Why do we meditate? If you asked 100 people, you might get 100 answers for this question.

When you think about those answers, they boil down to two simple ideas. We meditate to cultivate tranquility and happiness in daily life, which are essential to our health.

We all face challenges in daily life, big or small. Do we need to engage with these challenges? If so, how do we do it?

Our choices affect our emotions and well-being, for better or for worse. They can lead to growth and emotional maturity, or they can lead to recurrent stress, anxiety, anger, and loss of sleep.

Ultimately, these choices can affect our health. So how do we make them wisely?

The Serenity Prayer offers one answer to this question:

God, grant me the serenity
To accept the things I cannot change;
Courage to change the things I can;
And wisdom to know the difference.

But what do we mean by things that can and can't be changed and how can we know the difference?

Abiding Truths From Chinese Philiosophy

One of the greatest contributions of ancient Chinese philosophers like Laozi (Lao Tsu), Kongzi (Confucius), Zhuangzi (Chuang Tzu), and Mengzi (Mencius) is that they went to the heart of things, distilling essential principles and realities for successful living. By observing nature, human beings, and change and evolution in the world, they specified simple, abiding truths.

Chinese philosophers call these abiding truths Chang (常). The term refers to and encompasses both A: the laws of nature and how these laws affect human life; and B, the nature of things, including human nature.

Like the serenity prayer, Chinese philosophy counsels to accept abiding truths, to change what you can, and not to try to change what you cannot change. Doing the latter creates pain and invites danger and even disaster.

For example, Laozi stated this truth, "The wise person does not enter the fight; for the same reason, the whole world cannot contend with him." Creating unnecessary conflict costs us valuable energy and can harm health.

Early one recent morning, I witnessed a loud and angry argument on my block between a police officer and a woman he had given a parking ticket. The officer said that because the woman’s car was parked in front of the fire hydrant he had to give her a ticket. It was his job.

The woman said that she was late for work but could not find a place to park when she needed to drop off her baby to a babysitter before heading to her office. The two argued vehemently, but neither changed the other’s mind. Both left angry.

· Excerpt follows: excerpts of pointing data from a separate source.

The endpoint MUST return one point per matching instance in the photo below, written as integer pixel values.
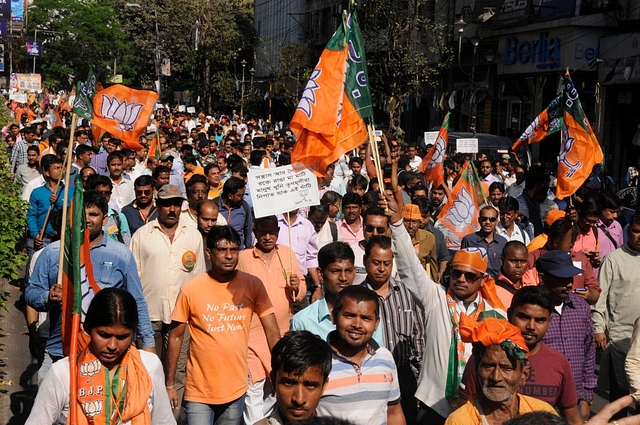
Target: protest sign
(280, 189)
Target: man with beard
(488, 239)
(113, 267)
(551, 379)
(168, 254)
(277, 267)
(513, 265)
(143, 208)
(359, 365)
(502, 371)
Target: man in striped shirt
(401, 321)
(363, 383)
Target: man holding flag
(113, 266)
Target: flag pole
(376, 157)
(288, 275)
(73, 385)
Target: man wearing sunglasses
(471, 292)
(488, 239)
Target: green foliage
(407, 51)
(78, 34)
(13, 219)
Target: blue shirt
(39, 205)
(317, 320)
(113, 267)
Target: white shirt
(52, 401)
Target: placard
(430, 137)
(467, 145)
(280, 189)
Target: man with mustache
(168, 253)
(551, 379)
(501, 371)
(571, 330)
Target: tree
(78, 34)
(407, 51)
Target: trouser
(220, 414)
(258, 402)
(161, 337)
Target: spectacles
(378, 230)
(491, 219)
(468, 276)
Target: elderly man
(471, 292)
(501, 371)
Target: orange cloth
(491, 331)
(411, 212)
(281, 296)
(219, 319)
(199, 170)
(91, 400)
(475, 258)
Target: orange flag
(431, 165)
(460, 213)
(579, 149)
(329, 119)
(124, 112)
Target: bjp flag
(548, 122)
(460, 213)
(431, 165)
(330, 118)
(124, 112)
(579, 147)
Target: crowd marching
(365, 308)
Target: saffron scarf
(106, 401)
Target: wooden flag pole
(376, 157)
(288, 275)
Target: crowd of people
(363, 308)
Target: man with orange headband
(502, 370)
(472, 292)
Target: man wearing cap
(19, 152)
(502, 370)
(423, 241)
(471, 292)
(571, 329)
(618, 304)
(168, 253)
(488, 239)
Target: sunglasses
(468, 276)
(491, 219)
(378, 230)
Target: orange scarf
(106, 401)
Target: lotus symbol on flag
(438, 154)
(565, 148)
(463, 210)
(92, 408)
(309, 94)
(90, 368)
(126, 114)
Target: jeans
(219, 414)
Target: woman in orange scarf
(117, 384)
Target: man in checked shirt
(571, 329)
(400, 319)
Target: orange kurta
(272, 275)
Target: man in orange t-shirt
(277, 267)
(218, 307)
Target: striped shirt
(402, 324)
(360, 394)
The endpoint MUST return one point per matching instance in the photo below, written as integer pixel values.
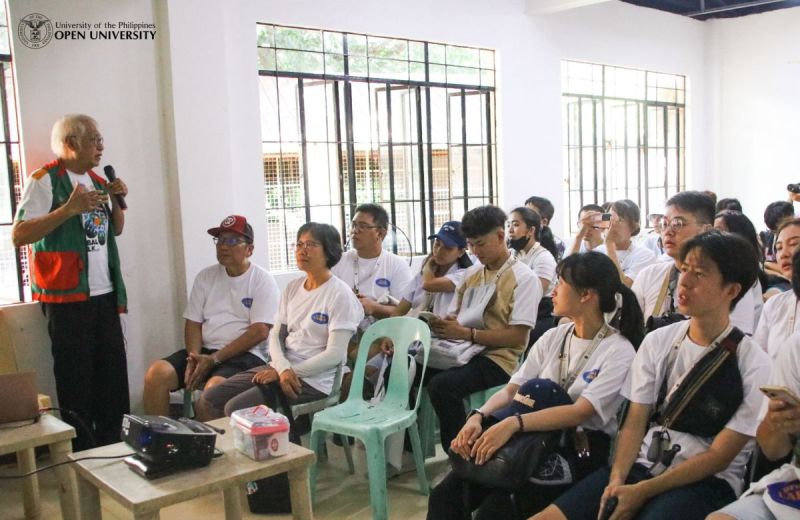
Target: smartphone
(782, 393)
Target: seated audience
(588, 357)
(524, 235)
(228, 317)
(590, 229)
(736, 222)
(433, 288)
(495, 308)
(774, 214)
(317, 316)
(690, 458)
(780, 314)
(777, 437)
(544, 208)
(629, 257)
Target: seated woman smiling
(317, 315)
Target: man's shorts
(229, 367)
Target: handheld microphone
(112, 176)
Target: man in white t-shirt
(70, 222)
(691, 474)
(230, 312)
(377, 276)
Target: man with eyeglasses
(228, 318)
(377, 277)
(687, 214)
(70, 222)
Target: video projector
(165, 445)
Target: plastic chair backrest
(403, 332)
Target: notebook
(19, 400)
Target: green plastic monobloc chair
(372, 423)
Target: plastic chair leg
(376, 467)
(348, 454)
(419, 459)
(316, 441)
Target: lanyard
(356, 280)
(566, 378)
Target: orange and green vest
(60, 264)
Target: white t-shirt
(632, 260)
(541, 261)
(646, 376)
(227, 305)
(415, 295)
(309, 316)
(779, 320)
(37, 199)
(601, 378)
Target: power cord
(10, 477)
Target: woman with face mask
(524, 233)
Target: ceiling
(706, 9)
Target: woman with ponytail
(589, 359)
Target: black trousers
(90, 366)
(448, 388)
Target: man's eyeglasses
(228, 241)
(306, 245)
(362, 226)
(676, 224)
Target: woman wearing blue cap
(588, 359)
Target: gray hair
(67, 126)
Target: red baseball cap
(234, 224)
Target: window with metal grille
(349, 118)
(624, 135)
(14, 278)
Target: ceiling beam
(552, 6)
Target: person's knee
(159, 375)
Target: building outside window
(350, 118)
(14, 282)
(624, 136)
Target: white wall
(755, 127)
(116, 82)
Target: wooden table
(48, 431)
(228, 473)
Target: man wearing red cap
(228, 317)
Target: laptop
(19, 400)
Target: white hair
(68, 126)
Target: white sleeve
(265, 298)
(334, 354)
(37, 198)
(527, 295)
(197, 298)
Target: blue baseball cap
(536, 394)
(450, 235)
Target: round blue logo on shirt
(319, 317)
(590, 375)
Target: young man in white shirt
(510, 293)
(705, 471)
(228, 318)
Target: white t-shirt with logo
(779, 320)
(36, 202)
(309, 317)
(543, 264)
(415, 294)
(646, 376)
(227, 305)
(632, 260)
(600, 380)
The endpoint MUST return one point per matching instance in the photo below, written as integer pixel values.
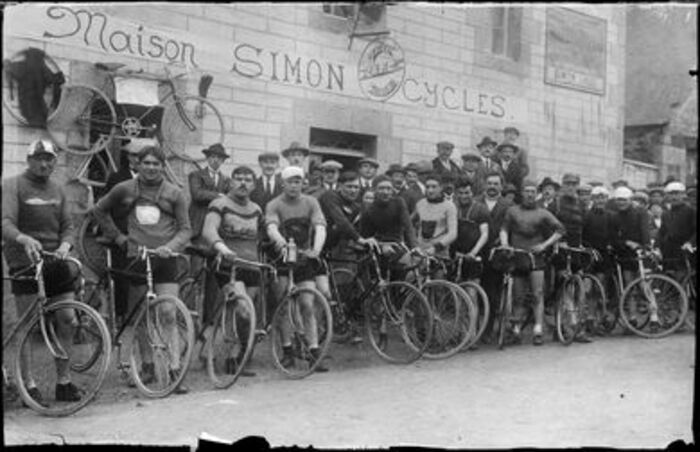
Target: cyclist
(527, 227)
(35, 218)
(157, 218)
(678, 229)
(298, 217)
(231, 228)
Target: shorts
(59, 277)
(165, 270)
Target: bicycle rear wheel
(569, 309)
(189, 125)
(36, 366)
(85, 121)
(167, 333)
(399, 322)
(289, 328)
(481, 300)
(455, 316)
(636, 308)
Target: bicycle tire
(226, 337)
(348, 287)
(162, 359)
(670, 317)
(568, 317)
(89, 382)
(402, 306)
(85, 121)
(10, 99)
(288, 313)
(482, 306)
(454, 323)
(176, 135)
(504, 312)
(603, 315)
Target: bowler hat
(216, 149)
(395, 168)
(485, 142)
(548, 181)
(295, 146)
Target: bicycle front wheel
(399, 322)
(569, 314)
(301, 320)
(455, 317)
(84, 122)
(162, 346)
(653, 306)
(189, 124)
(231, 343)
(73, 333)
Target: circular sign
(381, 69)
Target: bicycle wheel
(603, 314)
(85, 121)
(399, 322)
(344, 310)
(481, 300)
(636, 308)
(290, 329)
(690, 285)
(231, 342)
(36, 366)
(504, 312)
(189, 125)
(163, 327)
(455, 316)
(569, 313)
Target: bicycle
(397, 317)
(504, 259)
(652, 300)
(454, 309)
(40, 346)
(145, 316)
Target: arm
(184, 230)
(200, 195)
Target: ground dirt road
(622, 392)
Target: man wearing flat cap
(269, 184)
(442, 163)
(367, 167)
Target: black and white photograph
(349, 225)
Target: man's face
(242, 185)
(411, 176)
(433, 190)
(464, 195)
(397, 179)
(296, 158)
(529, 195)
(330, 176)
(444, 152)
(41, 165)
(150, 168)
(623, 203)
(214, 161)
(384, 191)
(350, 189)
(268, 166)
(292, 186)
(367, 170)
(493, 186)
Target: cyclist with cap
(298, 217)
(529, 227)
(36, 218)
(678, 229)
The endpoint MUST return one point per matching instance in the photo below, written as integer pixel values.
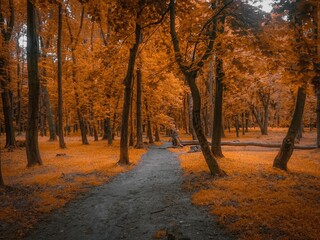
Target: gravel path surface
(135, 205)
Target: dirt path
(135, 205)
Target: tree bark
(32, 148)
(6, 33)
(191, 129)
(8, 119)
(139, 143)
(157, 135)
(217, 119)
(149, 128)
(242, 123)
(236, 120)
(1, 178)
(124, 151)
(60, 96)
(247, 121)
(318, 116)
(191, 75)
(287, 146)
(196, 119)
(52, 131)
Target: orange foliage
(38, 190)
(256, 201)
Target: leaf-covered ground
(256, 201)
(33, 192)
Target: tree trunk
(139, 143)
(60, 96)
(208, 155)
(237, 125)
(191, 129)
(53, 136)
(95, 133)
(318, 117)
(257, 116)
(42, 114)
(265, 99)
(32, 148)
(211, 97)
(19, 110)
(287, 146)
(157, 135)
(217, 119)
(124, 151)
(6, 27)
(1, 178)
(247, 121)
(149, 129)
(8, 119)
(242, 123)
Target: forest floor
(66, 174)
(156, 199)
(255, 200)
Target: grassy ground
(33, 192)
(256, 201)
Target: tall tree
(124, 151)
(287, 146)
(6, 27)
(74, 40)
(190, 72)
(32, 147)
(139, 143)
(1, 178)
(217, 118)
(60, 95)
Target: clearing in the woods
(157, 200)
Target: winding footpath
(135, 205)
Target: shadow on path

No one won. In fact both lost. Each missed an opportunity to exercise wisdom and avoid entering the fight. This would have prevented emotional turmoil and saved precious energy.

The officer could have understood this working class lady’s anxiety and frustration when she saw a costly ticket on her car.

And for her part, she could have admitted to herself that she in fact had parked illegally, and that she would need to come early next time to find a parking space. She could even have joked about making a charitable donation to the city.

If either of them had understood Laozi’s wisdom, the argument would not have happened.

Learning to avoid unnecessary fights is just one example of this type of wisdom. Recognizing when circumstances or when others can't be changed allows us to choose a more effective course of action while preserving our own integrity.

Wisdom Leads to Tranquility & Happiness

But Chinese philosophy also describes how we can effect change in both our lives and in others.

For example we can work to align our actions with our basic, innate human kindness, and extend this to others. Further, we can identify our unique talents and work to fully develop them; and we can use those talents to help others. Such action leads to happiness.

In order to help people live peaceful and harmonious lives, Chinese philosophers described such abiding truths. They are the realities we contemplate in our approach to meditation.

Attending to and comprehending them results in wisdom. Wisdom in turn leads to tranquility, happiness, and success.

The most efficient way to attain this wisdom is to contemplate these truths deeply.

The best way to do that is in silence. Silence gives us opportunity to devote maximum attention to understanding our relationship to things as they are.

A Chinese proverb states, “Silence yields great revelation.” This process of understanding in silence is what I call meditation.

As we sit in silence, we can begin to understand and align ourselves with the abiding realities of both the human and natural world.

We can work to recognize the truths that apply to our situation and understand what can and can't be changed.

All this allows us to avoid wasting energy on things that can't be changed, and this leads to more peace, acceptance, and contentment. It also makes us more effective in dealing with challenges.

Functional Meditation

Because this approach to meditation directly works to resolve our challenges, we call it functional meditation.

Functional meditation is different from some other forms of meditation, which encourage the cultivation of forgiveness and kindness or compassion, without addressing the underlying reasons for doing so or the underlying causes of stress.

These practices might generate temporary relief from emotional distress, and they can produce feelings of peace and tranquility. But unless we address the roots of our pain and stress, we may experience the same pain again when similar situations arise.

The functional meditation I describe here gradually leads to lasting tranquility and happiness.